What I cannot understand is why so many self professed advocates of EV are so keen to cause confusion by writing articles using the old, superseded acronyms.

  • Is it to try to look clever by confusing the ‘dumb reader’?
  • Is it to attempt to re-wind history back to the 1990s?
  • Are they actually opposed to the general use of EV and seek to prevent its general adoption by spreading confusion?

The UK (where EV is used to a very limited extent) is the only place that still published standards that use the old acronyms. These ‘standards’ are primarily from the Association for Project Management rather than British Standards.

Surely it’s time everyone used the same acronyms for the same item in an EV article and dragged themselves into the 21st century – it’s hard enough getting EV accepted in senior management circles without so-called experts and practitioners creating excuses for ‘not understanding’ by reverting to outdated acronyms, even in the UK??

What do you think?

CPI Stability Myth

There is undoubtedly the equivalent of an ‘urban myth’ in circulation within the general project management community, arising from US Defence based research from the early 1990s, that the Cost Performance Index (CPI) always stabilizes at the 20% completion and the final outcome will be within 10% of this value and usually worse. This myth has been extended by some authors to all projects in all industries; and I would suggest that this is demonstrably false in at least some circumstances. If CPI stability was an incontrovertible ‘fact’ for all projects, there would be no need for active management of the project after 20% completion!
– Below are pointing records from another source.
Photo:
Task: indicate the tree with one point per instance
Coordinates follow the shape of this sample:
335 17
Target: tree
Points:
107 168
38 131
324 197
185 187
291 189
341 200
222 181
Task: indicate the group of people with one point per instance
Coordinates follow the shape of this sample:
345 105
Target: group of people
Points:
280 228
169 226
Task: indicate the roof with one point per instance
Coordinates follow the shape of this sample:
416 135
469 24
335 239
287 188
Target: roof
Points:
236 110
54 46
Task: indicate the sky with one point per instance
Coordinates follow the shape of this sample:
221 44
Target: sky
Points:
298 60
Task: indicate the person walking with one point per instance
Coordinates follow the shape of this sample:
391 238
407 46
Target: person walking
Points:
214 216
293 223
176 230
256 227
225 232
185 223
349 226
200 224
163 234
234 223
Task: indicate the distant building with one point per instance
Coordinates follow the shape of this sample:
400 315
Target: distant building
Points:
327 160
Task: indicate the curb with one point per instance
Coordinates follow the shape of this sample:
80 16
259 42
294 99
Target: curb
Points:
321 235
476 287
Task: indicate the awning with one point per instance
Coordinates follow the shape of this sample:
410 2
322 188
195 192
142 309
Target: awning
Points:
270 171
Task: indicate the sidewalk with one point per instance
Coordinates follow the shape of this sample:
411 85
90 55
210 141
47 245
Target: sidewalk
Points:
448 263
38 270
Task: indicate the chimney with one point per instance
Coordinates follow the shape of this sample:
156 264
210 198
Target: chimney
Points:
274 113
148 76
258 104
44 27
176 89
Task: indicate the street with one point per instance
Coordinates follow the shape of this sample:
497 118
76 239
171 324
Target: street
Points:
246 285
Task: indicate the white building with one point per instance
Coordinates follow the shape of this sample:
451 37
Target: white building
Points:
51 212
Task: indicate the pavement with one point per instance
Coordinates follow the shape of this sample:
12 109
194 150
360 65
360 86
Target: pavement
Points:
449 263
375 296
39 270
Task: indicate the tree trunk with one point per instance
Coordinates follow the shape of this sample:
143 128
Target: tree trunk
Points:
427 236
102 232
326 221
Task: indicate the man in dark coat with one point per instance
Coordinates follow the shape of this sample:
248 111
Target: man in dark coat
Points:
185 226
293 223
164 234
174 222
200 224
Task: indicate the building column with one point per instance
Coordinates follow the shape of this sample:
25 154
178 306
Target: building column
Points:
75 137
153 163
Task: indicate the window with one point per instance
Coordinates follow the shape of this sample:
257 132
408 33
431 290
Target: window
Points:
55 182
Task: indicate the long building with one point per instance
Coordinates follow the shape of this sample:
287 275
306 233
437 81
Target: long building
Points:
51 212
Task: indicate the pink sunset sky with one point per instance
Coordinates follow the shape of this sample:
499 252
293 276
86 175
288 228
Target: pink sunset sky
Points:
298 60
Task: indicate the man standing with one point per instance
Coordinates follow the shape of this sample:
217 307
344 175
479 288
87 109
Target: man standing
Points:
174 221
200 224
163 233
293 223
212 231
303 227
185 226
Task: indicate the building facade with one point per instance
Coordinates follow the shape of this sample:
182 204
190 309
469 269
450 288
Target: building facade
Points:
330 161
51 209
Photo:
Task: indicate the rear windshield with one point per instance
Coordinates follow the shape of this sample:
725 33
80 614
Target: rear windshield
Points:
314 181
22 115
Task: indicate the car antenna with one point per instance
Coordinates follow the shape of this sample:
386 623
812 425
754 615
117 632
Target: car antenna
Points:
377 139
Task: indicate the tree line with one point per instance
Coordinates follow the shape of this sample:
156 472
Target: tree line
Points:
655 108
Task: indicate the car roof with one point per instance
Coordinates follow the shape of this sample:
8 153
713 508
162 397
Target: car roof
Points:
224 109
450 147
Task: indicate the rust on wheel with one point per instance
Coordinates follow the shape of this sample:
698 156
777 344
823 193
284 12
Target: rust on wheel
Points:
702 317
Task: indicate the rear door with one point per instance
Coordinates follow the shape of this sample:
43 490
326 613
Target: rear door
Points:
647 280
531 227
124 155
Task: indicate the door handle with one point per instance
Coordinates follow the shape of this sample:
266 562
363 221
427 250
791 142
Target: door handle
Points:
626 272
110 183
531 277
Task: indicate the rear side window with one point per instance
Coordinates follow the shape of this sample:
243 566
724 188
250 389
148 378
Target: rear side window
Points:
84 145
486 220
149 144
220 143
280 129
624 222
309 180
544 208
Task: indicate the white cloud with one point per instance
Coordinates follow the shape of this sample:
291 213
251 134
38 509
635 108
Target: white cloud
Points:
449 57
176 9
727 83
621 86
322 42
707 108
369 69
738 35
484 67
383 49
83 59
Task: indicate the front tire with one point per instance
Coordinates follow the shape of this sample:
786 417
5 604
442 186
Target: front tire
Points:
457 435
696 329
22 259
The erstwhile peaceful halls of the PMI College of Performance Management (PMI-CPM) are resounding to an ever increasing battle between the proponents of CPI stability and newer research suggesting CPI stability is not automatic.

 

Earned Value is a very useful project management control tool mandated by many Government agencies in the USA, UK and Australia; and the PMI-CPM is one of the leading international organisations focused on providing a forum for EV practitioners. However, the migration of the EV toolset from carefully controlled major defence projects into the general PM business community is definitely creating issues.

 

The DoD research established ‘CPI stability’ on a large number of military projects. Newer research by Henderson, Zwikael (See the Fall 2008 edition of Measurable News) has found CPI stability is not a ‘given’ and it rarely exists on commercial projects. These findings have prompted a very strong response (also in the Fall 2008 Measurable News).

 

Rather than arguing over research findings, I would the next steps should be to start identifying what underlying factors cause stability in the CPI measure as evidenced by the DoD research, determine if the factors are desirable and then find ways to improve project management practice in other industries so that the desirable factors are encouraged.

 

My feeling is that when CPI stability is shown to be established, the ‘CPI Stability’ is a strong indicator of other important (but much harder to measure) factors such as stable management, stable requirements, an efficient management system, effective project culture, etc (many of which are likely to be present in major Defence projects as evidenced by the research undertaken by Christensen).  Conversely, where CPI is unstable, significant changes in the underlying project can be reasonably assumed to be occurring, either at the management level or at the requirements/scope level. These changes may be beneficial or detrimental but are undoubtedly a risk that warrants the attention of senior management.

 

If these feelings are correct, it would also be useful to develop an understanding of the usefulness of CPI instability as a risk indicator (ie, what level of instability indicates a ‘project at risk’).

 

‘Watch this space’ there are likely to be many interesting moves over the next few months!